Trade in a no-deal Brexit
While the UK is bullish that the agreement on the Withdrawal Agreement – limited only to the consequences of departure and the bill – will be agreed by October, there is no similar confidence regarding the future framework for the relationship between the UK and EU.
By way of analogy that a commercial lawyer would understand, the Withdrawal Agreement is an agreement under which the UK would have an obligation to pay, while the framework for a future relationship is an “agreement to agree”. Subject to a hard deadline of less than two years. I have seen early PFI projects take that kind of time. And that was where all parties were engaged and knew what they were doing.
There are four Technical Notices which provide guidance and advice in advance of March 2019: Trading with the EU if there’s no Brexit deal, Classifying your goods in the UK Trade Tariff if there’s no Brexit deal, Exporting controlled goods if there’s no Brexit deal and VAT for businesses if there’s no Brexit deal.
The guidance recommends that businesses consider their supply chains; how they might be affected by having to apply WTO rules; and, for exporters, practicalities such as how to complete customs procedures.
In my experience, regardless of EU-wide advertisement for major large contract opportunities, our education clients tend to award contracts to local or national suppliers. For obvious reasons, there is an obvious cost advantage based on proximity. The supply of goods is usually wrapped into the supply of services, such as the supply of mechanical spare parts under a facilities management services contract.
The key point which arises is that there is a significant level of education required on life outside of the EU. This is especially true in relation to trade in goods – whether this is components or finished manufactured goods. For institutions who are typically customers, even where the customer is not itself an importer, it is worth understanding the supply chain in order to understand the impact of leaving the EU. The consequences could include:
- Imposition of tariffs and associated paperwork
- Exchange rate variation.
- Increased costs and delays in managing distribution
- Changes in tax law, particularly VAT
Some of these implications are costs, which can either be absorbed or will be passed on. Other consequences can be mitigated. This is likely to be the case where the institution has specialist equipment which may need specific spare parts: the equivalent of hoarding tins of beans in preparation.

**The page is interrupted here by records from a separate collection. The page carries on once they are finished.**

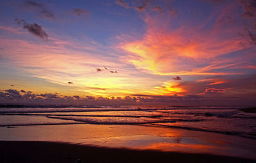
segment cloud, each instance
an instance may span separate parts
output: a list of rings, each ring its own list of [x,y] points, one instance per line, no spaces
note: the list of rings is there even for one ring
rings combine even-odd
[[[227,91],[230,89],[207,88],[204,94],[200,95],[154,96],[148,94],[131,94],[131,96],[104,97],[102,96],[81,97],[79,96],[61,96],[59,94],[46,93],[35,94],[26,93],[20,95],[17,90],[0,90],[0,103],[47,106],[116,106],[136,104],[170,104],[179,106],[252,106],[255,104],[255,97],[243,96],[226,96]]]
[[[73,9],[72,11],[73,11],[73,15],[76,15],[79,17],[81,17],[83,15],[90,15],[90,11],[84,8],[83,9],[74,8]]]
[[[230,90],[232,89],[214,89],[214,88],[207,88],[205,89],[205,94],[220,94],[224,93],[225,91]]]
[[[43,29],[42,26],[39,25],[38,24],[28,23],[25,20],[19,18],[15,18],[15,22],[19,25],[22,26],[24,29],[27,29],[30,33],[33,34],[33,35],[40,37],[44,40],[47,40],[48,39],[47,34]]]
[[[165,6],[167,8],[167,13],[170,16],[175,17],[178,15],[178,11],[173,8],[173,6],[171,3],[172,3],[171,1],[166,1]]]
[[[174,80],[181,80],[181,78],[179,76],[176,76],[175,78],[172,78]]]
[[[96,70],[97,70],[97,73],[103,71],[103,69],[100,69],[100,68],[97,68]]]
[[[55,18],[55,15],[52,11],[48,10],[43,4],[31,1],[26,1],[23,6],[26,9],[35,10],[40,17],[47,18]]]
[[[247,36],[250,39],[250,43],[256,44],[256,1],[255,0],[240,0],[239,4],[243,7],[243,13],[241,15],[242,17],[246,18],[253,21],[253,25],[247,24],[244,27]]]
[[[118,4],[127,9],[129,9],[131,8],[129,5],[129,3],[124,0],[116,0],[115,3],[115,4]]]
[[[163,13],[164,10],[160,5],[157,5],[154,8],[152,9],[152,11],[159,12],[159,13]]]
[[[95,90],[108,90],[108,89],[106,89],[106,88],[90,87],[86,87],[86,89],[95,89]]]
[[[73,96],[73,97],[75,98],[75,99],[80,99],[80,96]]]
[[[231,33],[232,27],[227,31],[224,27],[217,30],[215,25],[205,29],[198,28],[197,24],[184,24],[168,30],[173,25],[163,23],[157,17],[147,16],[145,22],[147,29],[141,38],[133,41],[124,38],[118,46],[127,53],[122,60],[131,62],[145,73],[161,75],[232,74],[221,72],[221,69],[234,66],[237,62],[231,65],[232,57],[227,60],[217,57],[243,49],[241,41],[244,39]]]
[[[135,10],[136,10],[138,11],[139,12],[142,12],[148,6],[149,3],[149,1],[148,0],[145,0],[143,1],[143,2],[142,3],[142,4],[140,6],[135,6]]]

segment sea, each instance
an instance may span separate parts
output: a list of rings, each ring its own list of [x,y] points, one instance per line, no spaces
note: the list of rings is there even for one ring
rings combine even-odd
[[[209,153],[256,159],[256,113],[239,107],[0,108],[0,140]]]

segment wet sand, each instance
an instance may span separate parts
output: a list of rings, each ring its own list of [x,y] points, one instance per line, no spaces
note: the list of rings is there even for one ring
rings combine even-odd
[[[256,160],[210,154],[109,148],[47,141],[0,141],[0,162],[209,163],[256,162]]]

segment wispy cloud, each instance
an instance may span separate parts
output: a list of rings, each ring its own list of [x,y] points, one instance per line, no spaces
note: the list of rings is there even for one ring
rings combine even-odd
[[[44,40],[48,39],[48,34],[43,29],[41,25],[36,23],[28,23],[24,20],[15,18],[15,22],[24,29],[27,29],[32,34],[40,37]]]
[[[90,14],[90,11],[88,11],[87,10],[85,10],[84,8],[83,9],[74,8],[73,9],[72,11],[74,15],[76,15],[79,17],[82,17],[83,15],[88,15]]]
[[[129,4],[128,2],[125,1],[124,0],[116,0],[115,3],[125,8],[129,9],[131,7]]]
[[[55,15],[53,11],[48,10],[42,3],[32,1],[25,1],[22,4],[27,10],[36,11],[41,17],[51,19],[55,18]]]

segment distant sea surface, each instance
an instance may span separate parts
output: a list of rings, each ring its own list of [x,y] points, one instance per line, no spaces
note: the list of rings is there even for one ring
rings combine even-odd
[[[0,126],[132,125],[179,128],[256,139],[256,113],[238,108],[1,108]]]

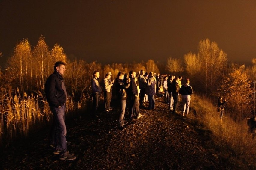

The real danger, of course, is that mitigation is not always an option. From the other side of the negotiating table, a business based in the EU-27 might similarly be considering the options it has with respect to a UK component supplier. For large businesses, it can be difficult to mitigate the consequences if there are tight margins or production depends on a “just-in-time” manufacturing methodology. The risk for British businesses is that an EU customer might take a much simpler option.